¡Qué señora tan señora!

Politicón
/ 13 enero 2021

Don Federico González Náñez fue maestro mío, queridísimo, en el Ateneo Fuente. Profesaba la clase de Literatura, que enseñaba no a la manera tradicional, sino con métodos modernos. 

En cierta ocasión me encargó de tarea que entrevistara a doña María Narro, gentil señora, pintora de talento excepcional, viuda de don José García Rodríguez, director hasta su muerte, y para siempre, del glorioso Colegio.

¡Qué grata resultó aquella tarea! Recibió doña María a aquel escolar tímido que era yo como si recibiera a un señor de su más alta y distinguida consideración. 

¡Qué finezas las suyas, que cortesía sin igual, que amabilísima cordialidad! Se enteró doña María del propósito de mi visita, que no era otro que el de pedirle que me hablara de ella, de su obra de notable pintora cuyo arte era admirado. 

Ahí, en las paredes de la recia casona de la calle de Obregón en que me recibió, estaban algunos de sus cuadros: retratos de perfecta factura, paisajes de los alrededores de Saltillo, y flores, muchas flores: kaiserinas de pétalos preciosos; plúmbagos pintados con el azul del cielo; rosas aterciopeladas; pomposos crisantemos
 Sus cuadros de flores habían dado fama a la pintora; todos los querían para adornar la sala de su casa.
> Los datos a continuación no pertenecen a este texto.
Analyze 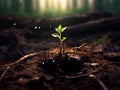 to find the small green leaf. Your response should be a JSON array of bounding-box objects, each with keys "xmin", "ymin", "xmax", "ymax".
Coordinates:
[
  {"xmin": 51, "ymin": 33, "xmax": 60, "ymax": 38},
  {"xmin": 55, "ymin": 28, "xmax": 60, "ymax": 33},
  {"xmin": 57, "ymin": 25, "xmax": 62, "ymax": 32},
  {"xmin": 61, "ymin": 27, "xmax": 67, "ymax": 32},
  {"xmin": 61, "ymin": 37, "xmax": 67, "ymax": 42}
]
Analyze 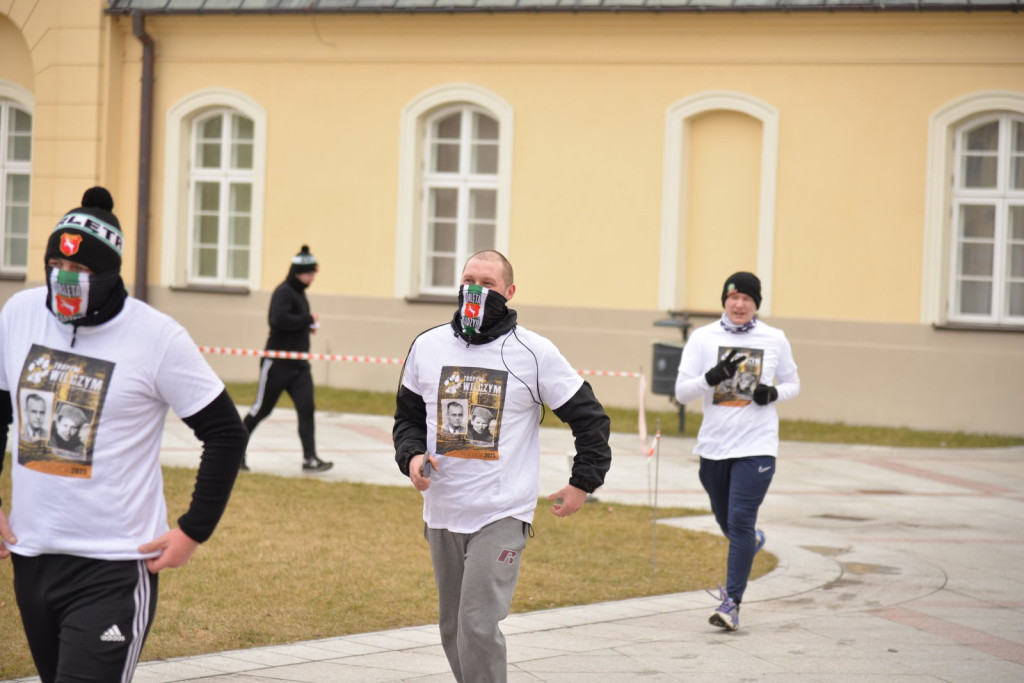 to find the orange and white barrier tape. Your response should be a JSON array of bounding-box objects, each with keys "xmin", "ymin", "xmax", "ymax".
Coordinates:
[{"xmin": 199, "ymin": 346, "xmax": 647, "ymax": 442}]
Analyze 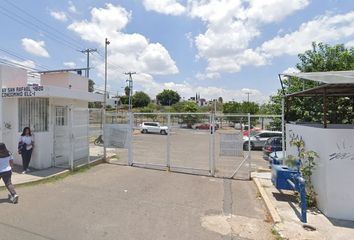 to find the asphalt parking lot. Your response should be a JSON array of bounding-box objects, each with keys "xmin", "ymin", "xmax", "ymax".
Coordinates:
[
  {"xmin": 0, "ymin": 164, "xmax": 272, "ymax": 240},
  {"xmin": 108, "ymin": 128, "xmax": 268, "ymax": 179}
]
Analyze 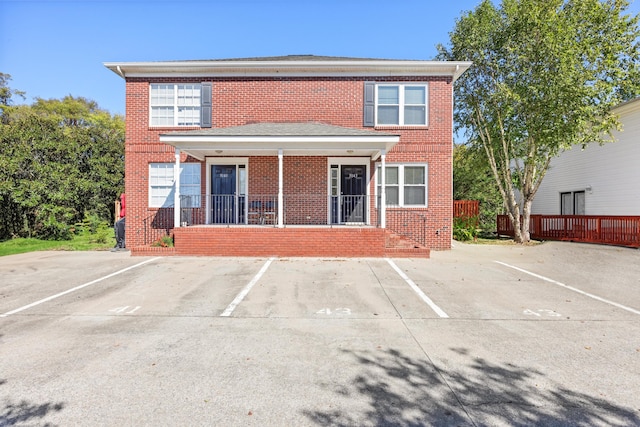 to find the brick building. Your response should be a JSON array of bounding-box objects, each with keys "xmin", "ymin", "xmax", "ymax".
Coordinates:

De eso esperaba yo que me hablara doña María, porque eso me había encargado mi maestro.

Pero no pude hacer esa tarea. Doña María Narro, con delicados subterfugios, desviaba la conversación y me hablaba de su esposo, de don Pepe, muerto hacía apenas unos cuantos años. Me decía que de él debíamos hablar, no de ella. Me contaba anécdotas de su marido; recordaba las cosas que decía; evocaba sus hermosos versos y mencionaba luego sus cuentos y novelas, dos de las cuales, inéditas, tendría yo, muchos años después, el privilegio de publicar gracias a la generosidad de su familia.

Aquel día se me fue el tiempo sin sentir oyendo la grata conversación de aquella señora que con ternura hablaba del esposo ido. No me dejó marchar doña María sin darme de merendar, una de esas meriendas saltilleras que se usaban antes, de chocolate con pan de azúcar. 

Sin embargo no me dio los datos que yo quería. -Ande, ande -recuerdo que me decía hablándome de usted-. De mí no hay nada qué contar. 

Me despidió en la puerta. Caminé calle abajo, llevándome conmigo la presencia tan dulce de aquella hermosa dama, pequeñita, de finas manos y blanca cabellera. Así la recuerdo todavía, y por ese recuerdo doy las gracias a la memoria de mi maestro, don Federico González Náñez, que nos encargaba tareas que a veces no podíamos hacer pero que aun sin hacerlas nos enriquecían la vida con enseñanzas que no se pueden olvidar.